*This is part nine in a ten-part series about the central Oregon coast and how people here are fighting the recession blues.
By Dave Masko
YACHATS, Oregon — Earth moving equipment has begun the arduous process to turn this icon of the central Oregon coast into pricey townhomes for the upwardly mobile class of home buyers who find this region “quaint” and “still beautiful.”
Two potential buyers are Ernest and Kay Hazeltine of Salem who’ve long wanted a “coastal base” to entertain family and friends. “Yea, we used to stay here in the cabins and really liked the scenery. Well, you can’t beat it,” said Ernest Hazeltine during a recent interview outside the Shamrock Lodgettes in Yachats.
The lodgettes – located off of Highway 101 at the mouth of the Yachats River, and a two-hour drive from Eugene — shut its doors Nov. 3 after more than 70 years of drawing visitors to Yachats for a bit of rest and relaxation.
The property’s building and nine 1950’s era rustic cabins are currently in the process of either being moved or demolished.
“It’s a real shame that the cabins are gone, but thankfully we can afford this view when the new townhomes become available,” said Kay Hazeltine as she and her husband Ernest took photos of the property.
The Shamrock property was purchased three years ago for $3.8 million.
The property owners would not disclose how much the townhomes will sell for, but prices ranging between $600,000 and $800,000 have been bounced around in the media.
“We first heard about the Shamrock closing and townhome project on our local TV with cost mentioned in the high six figures. It’s not bad at all for coastal property with such a view,” added Ernest Hazeltine who’s a retired real estate developer.
The new townhome development is estimated to begin shortly after this current phase of demolishing the cabins and other older structures on the Shamrock property.

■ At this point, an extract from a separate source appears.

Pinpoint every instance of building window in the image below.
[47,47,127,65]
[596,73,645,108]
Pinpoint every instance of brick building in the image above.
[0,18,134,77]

“We plan to begin construction in spring 2010,” said an owner in a recent statement. “Full construction will take at least two years. KOHO is the name of the townhome project.”
While bulldozers are operating at full steam to demolish the current Shamrock site, Yachats resident Bill Harney said “it’s a shame that couldn’t preserve it like our Little Log Church.”
Harney noted that the log-cabin church – that’s up the road from the Shamrock in Yachats – was built about 79 years ago, or “close to the time when they built the Shamrock cabins.”
“We’ve longed had this collection of classic log cabins here in Yachats and be the Shamrock or the Little Log Church, they’ve been a good tourist draw and something we’re proud of,” Harney said.
“Now, we’ve lost all but our log cabin church, and it’s a real shame,” he added.
In fact, the Shamrock Lodgettes has long been recognized by local historians as an important cultural element of the central Oregon coast. “The log cabins in Yachats are a throwback to the ‘50’s era when visitors would enjoy these knotty-pine log cabins and their spectacular ocean-view rooms that featured wood-burning fireplaces,” stated a report about Yachats at the Oregon Coast History Center.
Historical records also note that the Shamrock was nearly destroyed by a fire in the late 1950’s leaving only six log cabins on site. It was later restored to the current configuration of 21 rooms and cabins that have recently been razed to make room for the new townhomes.
If You Go:
? The Shamrock is located right next to the Yachats River Bridge with striking views of the forested mountains of the Coast Range and the Pacific Ocean along Highway 101. “Yachats” is pronounced YAH-hosts and is derived from the Chinook Indian words, Yahuts, meaning “dark waters at the foot of the mountain.